Is closure of an open subset of $\mathbb{R}$ always a countable union of closed intervals?

Question

The title pretty much is the question (by "closed interval" I mean to include possibly "degenerate" closed intervals consisting of a single point). The plausibility argument (I wouldn't quite call it a "proof") that leads me to think the answer is "yes" goes something like this:

We know the open set $O$ is a countable union of disjoint open intervals, call them $o_i$. It seems the closure of $O$ can, in general, introduce two kinds of limit points not already members of $O$:

• Any endpoint of an $o_i$ (thus each $o_i$ "becomes" a closed interval in $\overline{O}$)
• A point which is some finite distance from every $o_i$, but is the limit to which some (infinite) subset of the $o_i$ converges. It seems plausible (though I don't have a proof) that there would be at most countably many such limit points.
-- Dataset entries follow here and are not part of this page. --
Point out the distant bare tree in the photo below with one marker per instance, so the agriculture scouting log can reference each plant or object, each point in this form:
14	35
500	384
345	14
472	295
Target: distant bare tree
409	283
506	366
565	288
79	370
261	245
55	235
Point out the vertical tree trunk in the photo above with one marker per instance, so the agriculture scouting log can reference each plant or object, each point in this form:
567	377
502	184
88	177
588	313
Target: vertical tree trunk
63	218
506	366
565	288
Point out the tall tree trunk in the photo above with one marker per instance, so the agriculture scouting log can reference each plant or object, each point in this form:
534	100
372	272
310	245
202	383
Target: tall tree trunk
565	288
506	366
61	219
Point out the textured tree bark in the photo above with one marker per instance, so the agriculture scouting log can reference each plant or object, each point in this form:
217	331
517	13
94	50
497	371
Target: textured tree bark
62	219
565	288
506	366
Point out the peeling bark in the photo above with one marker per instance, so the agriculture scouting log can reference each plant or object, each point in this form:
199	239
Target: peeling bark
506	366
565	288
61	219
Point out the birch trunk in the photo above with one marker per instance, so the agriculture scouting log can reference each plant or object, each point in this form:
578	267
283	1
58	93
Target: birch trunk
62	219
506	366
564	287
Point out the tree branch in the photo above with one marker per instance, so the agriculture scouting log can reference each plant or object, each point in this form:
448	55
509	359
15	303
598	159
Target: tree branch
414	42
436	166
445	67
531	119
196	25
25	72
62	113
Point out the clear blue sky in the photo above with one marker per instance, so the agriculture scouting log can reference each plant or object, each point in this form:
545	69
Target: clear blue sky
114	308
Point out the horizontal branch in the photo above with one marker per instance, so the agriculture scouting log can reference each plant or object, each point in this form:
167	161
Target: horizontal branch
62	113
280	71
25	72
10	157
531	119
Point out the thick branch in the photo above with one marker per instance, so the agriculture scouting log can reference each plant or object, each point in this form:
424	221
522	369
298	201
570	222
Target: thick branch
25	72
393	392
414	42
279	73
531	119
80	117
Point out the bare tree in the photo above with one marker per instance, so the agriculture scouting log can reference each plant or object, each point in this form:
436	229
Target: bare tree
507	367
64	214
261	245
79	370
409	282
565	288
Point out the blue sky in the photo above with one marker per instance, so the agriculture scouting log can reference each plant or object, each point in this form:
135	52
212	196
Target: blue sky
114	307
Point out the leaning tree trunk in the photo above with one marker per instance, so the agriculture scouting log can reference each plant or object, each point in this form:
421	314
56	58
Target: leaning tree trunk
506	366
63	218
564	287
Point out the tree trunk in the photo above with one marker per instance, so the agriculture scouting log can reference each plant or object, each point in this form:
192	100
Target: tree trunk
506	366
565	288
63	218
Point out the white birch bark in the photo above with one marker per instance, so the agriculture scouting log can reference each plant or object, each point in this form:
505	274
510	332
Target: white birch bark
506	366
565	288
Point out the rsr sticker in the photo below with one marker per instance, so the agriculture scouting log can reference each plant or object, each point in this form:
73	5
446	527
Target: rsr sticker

By this reasoning, the closure of any open subset of $\mathbb{R}$ would be equal to some countable union of closed (possibly "degenerate") intervals.
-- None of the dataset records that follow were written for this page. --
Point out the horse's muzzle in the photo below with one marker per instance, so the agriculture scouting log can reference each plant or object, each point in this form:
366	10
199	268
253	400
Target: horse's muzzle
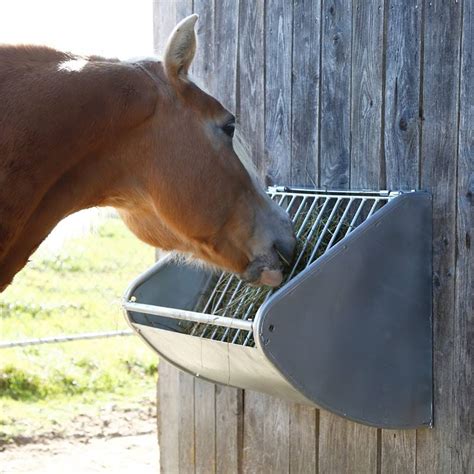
268	270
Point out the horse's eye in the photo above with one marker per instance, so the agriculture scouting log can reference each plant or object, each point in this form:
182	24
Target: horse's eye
229	129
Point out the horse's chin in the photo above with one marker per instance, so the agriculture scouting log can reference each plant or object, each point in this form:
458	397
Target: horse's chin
268	277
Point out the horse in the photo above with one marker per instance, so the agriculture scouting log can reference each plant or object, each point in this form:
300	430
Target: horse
79	132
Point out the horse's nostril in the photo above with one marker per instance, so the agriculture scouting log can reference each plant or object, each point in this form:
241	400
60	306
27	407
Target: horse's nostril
285	250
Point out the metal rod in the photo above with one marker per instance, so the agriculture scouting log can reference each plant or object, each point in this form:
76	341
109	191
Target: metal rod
184	315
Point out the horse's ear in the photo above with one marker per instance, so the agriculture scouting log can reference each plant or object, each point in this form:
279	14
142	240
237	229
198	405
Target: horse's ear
180	49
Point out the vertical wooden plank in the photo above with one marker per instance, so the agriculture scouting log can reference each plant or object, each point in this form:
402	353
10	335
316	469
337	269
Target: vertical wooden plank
168	417
402	94
228	400
183	8
250	90
401	140
303	421
336	41
343	446
366	159
202	69
186	441
305	92
278	48
276	431
463	397
164	20
366	94
398	454
205	426
229	425
225	52
346	447
304	426
251	130
442	26
254	412
278	57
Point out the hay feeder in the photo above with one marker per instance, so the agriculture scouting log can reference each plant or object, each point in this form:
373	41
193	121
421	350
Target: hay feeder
349	331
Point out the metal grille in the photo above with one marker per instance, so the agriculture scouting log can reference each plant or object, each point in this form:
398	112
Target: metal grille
321	220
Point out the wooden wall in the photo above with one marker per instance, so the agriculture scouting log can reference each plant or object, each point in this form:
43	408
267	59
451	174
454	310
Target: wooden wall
375	94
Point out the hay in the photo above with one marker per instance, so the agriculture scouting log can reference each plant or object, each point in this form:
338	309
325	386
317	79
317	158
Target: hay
316	229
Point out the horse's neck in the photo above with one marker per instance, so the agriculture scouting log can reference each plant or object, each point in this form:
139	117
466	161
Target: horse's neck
42	139
95	181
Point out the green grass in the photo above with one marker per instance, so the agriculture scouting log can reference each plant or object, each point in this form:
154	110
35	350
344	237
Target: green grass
77	290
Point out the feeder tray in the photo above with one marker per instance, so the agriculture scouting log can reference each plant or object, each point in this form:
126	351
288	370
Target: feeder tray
349	330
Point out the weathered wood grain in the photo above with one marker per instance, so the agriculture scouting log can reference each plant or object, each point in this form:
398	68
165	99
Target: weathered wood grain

Is this right? Or am I missing some case where it fails to hold?

Answer 1

Great question! Perhaps surprisingly, the answer is negative: let $U$ be the open set consisting of an open interval of length $d\over 3$ placed in the center of each "deleted interval" in the construction of the Cantor set of length $d$. The closure of $U$ contains, in addition to the obvious countable collection of closed intervals, every point in the Cantor set itself.

(This construction is closely related to this answer to an old question of mine, incidentally.)